Todas las noches de un día

Gira de Todas las noches de un día - Teatro - Carmelo Gómez

22 Feb Todas las noches de un día

“Samuel es un jardinero afanado en preservar un rincón olvidado: un viejo jardín, con su invernadero, en la casa donde un día vivió Silvia. Pero ha pasado mucho tiempo desde que los vecinos la vieron por última vez. Todas las noches de un día, dirigida por Luis Luque, comienza cuando la policía acude a la casa para intentar descubrir el paradero de Silvia. Empieza entonces un combate entre la vida y los recuerdos, entre el amor y sus fantasmas. Alberto Conejero ha escrito un texto que, desde su génesis, propone un ejercicio dramático de alta densidad poética. La poética es el vehículo para trazar el carácter y el destino de los dos personajes de esta historia llena de policías, enigmas por resolver y amor. En esta función el autor nos propone descubrir un misterio donde la naturaleza es paciente testigo del destino de Silvia y de Samuel.”

Hay aquí un texto de promo de la productora que se puede ver en la página de Pentación, pero creo que se puede ampliar algo con reseñas que colgaré aquí.

Para empezar, quisiera hacerlo desde el jardinero, uno de los atractivos más grandes de este trabajo. Ese jardinero vive una vida de entrega a la música que generan las plantas en su crecer, en su lucha por la supervivencia, en su respiración; un diálogo que nos ofrecen las plantas si estamos atentos, sensibles y próximos. 

Samuel será, por un largo tiempo, el nombre de este jardinero encarnado por mí.
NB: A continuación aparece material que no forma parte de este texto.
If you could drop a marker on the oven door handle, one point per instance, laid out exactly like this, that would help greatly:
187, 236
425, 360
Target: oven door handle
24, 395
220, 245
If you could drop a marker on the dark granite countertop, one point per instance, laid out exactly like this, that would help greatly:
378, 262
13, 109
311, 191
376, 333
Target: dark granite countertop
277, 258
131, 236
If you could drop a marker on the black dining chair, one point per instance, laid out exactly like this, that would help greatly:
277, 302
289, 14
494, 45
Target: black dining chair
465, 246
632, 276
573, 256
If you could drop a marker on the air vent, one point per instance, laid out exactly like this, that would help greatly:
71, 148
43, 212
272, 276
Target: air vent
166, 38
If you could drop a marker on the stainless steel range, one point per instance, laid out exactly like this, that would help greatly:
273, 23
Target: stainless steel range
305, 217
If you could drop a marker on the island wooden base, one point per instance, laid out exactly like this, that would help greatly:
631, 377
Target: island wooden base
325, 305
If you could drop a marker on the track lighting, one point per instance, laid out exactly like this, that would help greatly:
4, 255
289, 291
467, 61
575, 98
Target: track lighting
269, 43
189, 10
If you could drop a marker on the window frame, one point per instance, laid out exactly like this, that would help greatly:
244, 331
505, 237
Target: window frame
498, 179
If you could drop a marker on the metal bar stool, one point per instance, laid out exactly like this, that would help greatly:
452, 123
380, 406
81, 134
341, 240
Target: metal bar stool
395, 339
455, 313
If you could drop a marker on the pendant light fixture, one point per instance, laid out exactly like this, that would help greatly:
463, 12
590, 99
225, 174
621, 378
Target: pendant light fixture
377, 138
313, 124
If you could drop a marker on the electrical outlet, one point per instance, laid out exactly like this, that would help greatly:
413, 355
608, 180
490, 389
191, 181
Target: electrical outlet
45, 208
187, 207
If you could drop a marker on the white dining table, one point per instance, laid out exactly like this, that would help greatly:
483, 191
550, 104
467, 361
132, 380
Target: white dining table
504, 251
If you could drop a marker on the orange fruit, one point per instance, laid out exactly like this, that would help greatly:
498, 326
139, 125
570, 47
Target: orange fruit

Samuel habla con las plantas, las ve en su lucha por resistir, por escapar de sus raíces, por tratar de volar en ese anhelo de libertad. Y para eso las plantas tienen alas de diferentes formas y de diferentes colores. Ese mar de colores, formas y aromas, es el paisaje de Samuel. 

Todo contacto con la naturaleza es el contacto con la verdad, con el impulso de la vida sin deterioros retóricos, sin literatura parda, la naturaleza nos habla y deberíamos entender lo que nos dice. De ignorar este lenguaje nos viene esta sistemática destrucción del mundo, de nuestra propia cuna, de nuestro remanso. Esa falta de respeto puede ser el fin de todo. La fuerza de la naturaleza es más grande de todo, que todos. No en vano las culturas de todo el orbe han venerado dioses como la tierra, el aire, el agua, el fuego…etc. 

Bueno, hoy para despedirme quiero hacerlo con un proverbio chino. 

“Si quieres ser feliz una hora, bebe un baso de vino;

si quieres ser feliz un día, cásate;

Si quieres ser feliz toda tu vida, hazte jardinero.”

Queda mucho por decir sobre los jardines, tendré tiempo para hacerlo en estos día, meses, años, de ocupación en “todas las noches de un día”. Veremos. salud….2.